Perhaps the bleakest example of the human capacity to ignore the lessons of experience was provided by the Allied military command on the Western Front during World War I. The supreme commander of the British forces, Sir Douglas Haig, believed that to win the war the German army had to be defeated, and that the best way to achieve this was by massive frontal assault. He attempted this in 1916, with the Battle of the Somme. The British offensive was a disaster: they took 60,000 casualties, nearly 20,000 of them killed, on the first day. Undaunted, Haig pressed on with the assault for four months. In what remains the bloodiest battle in history, the British failed to reach the targets that had been set for the first day of the offensive.[1]
As winter closed in, making military operations impossible, there was much soul-searching in the British government. What should the war strategy be for 1917? Certainly, not another Somme. An amphibious landing to outflank the Germans? Helping the Italians to attack Austria? Or just holding the line and waiting for the USA to enter the war?[2] Haig, however, had no doubts. He wrote in his diary that the solution was plain.

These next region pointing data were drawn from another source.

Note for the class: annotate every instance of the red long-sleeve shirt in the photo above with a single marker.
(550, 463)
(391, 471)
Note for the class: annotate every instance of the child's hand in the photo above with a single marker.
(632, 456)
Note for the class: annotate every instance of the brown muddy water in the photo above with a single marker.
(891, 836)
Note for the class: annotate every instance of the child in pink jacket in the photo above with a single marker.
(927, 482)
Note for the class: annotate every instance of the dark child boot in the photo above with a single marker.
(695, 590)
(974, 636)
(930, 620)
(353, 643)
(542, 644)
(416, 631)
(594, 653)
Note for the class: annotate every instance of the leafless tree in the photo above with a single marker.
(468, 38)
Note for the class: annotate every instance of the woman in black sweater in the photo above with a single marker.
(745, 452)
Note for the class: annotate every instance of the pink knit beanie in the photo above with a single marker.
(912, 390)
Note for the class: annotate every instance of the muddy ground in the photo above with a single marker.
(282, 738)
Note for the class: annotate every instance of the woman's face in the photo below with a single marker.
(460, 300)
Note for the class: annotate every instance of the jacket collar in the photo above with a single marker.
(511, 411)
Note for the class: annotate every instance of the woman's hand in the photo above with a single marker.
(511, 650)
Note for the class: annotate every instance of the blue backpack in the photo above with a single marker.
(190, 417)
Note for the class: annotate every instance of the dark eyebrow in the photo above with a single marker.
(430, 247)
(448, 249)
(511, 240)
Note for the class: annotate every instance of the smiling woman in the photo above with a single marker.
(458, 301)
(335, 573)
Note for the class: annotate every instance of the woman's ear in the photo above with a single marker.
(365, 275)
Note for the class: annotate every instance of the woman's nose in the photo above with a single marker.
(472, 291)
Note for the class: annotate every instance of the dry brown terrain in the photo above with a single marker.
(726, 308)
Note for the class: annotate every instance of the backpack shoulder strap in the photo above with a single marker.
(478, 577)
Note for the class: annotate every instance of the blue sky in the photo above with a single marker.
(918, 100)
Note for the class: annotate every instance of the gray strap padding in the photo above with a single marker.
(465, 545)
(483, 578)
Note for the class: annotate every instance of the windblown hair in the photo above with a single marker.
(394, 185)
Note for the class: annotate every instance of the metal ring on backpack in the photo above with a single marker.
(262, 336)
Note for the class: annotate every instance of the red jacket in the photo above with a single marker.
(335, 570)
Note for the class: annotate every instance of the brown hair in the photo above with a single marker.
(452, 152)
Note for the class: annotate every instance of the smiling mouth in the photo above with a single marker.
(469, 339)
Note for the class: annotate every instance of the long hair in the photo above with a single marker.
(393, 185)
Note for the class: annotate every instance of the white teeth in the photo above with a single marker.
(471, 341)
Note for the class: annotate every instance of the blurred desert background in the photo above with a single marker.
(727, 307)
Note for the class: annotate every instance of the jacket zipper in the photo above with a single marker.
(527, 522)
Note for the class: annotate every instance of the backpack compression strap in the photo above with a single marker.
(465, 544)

1. Send to France every possible man
2. ‘ ‘ ‘ ‘ ‘ ‘ aeroplane
3. ‘ ‘ ‘ ‘ ‘ ‘ gun.[3]
Here was the King, demanding more horses and more men. Haig got his way, and the result was … another Somme. Though not as bloody as the previous year, the 1917 offensive similarly wrested a few miles of blasted quagmire from the German army at fearful cost in blood and treasure. Among the casualties were many thousands of young Australians.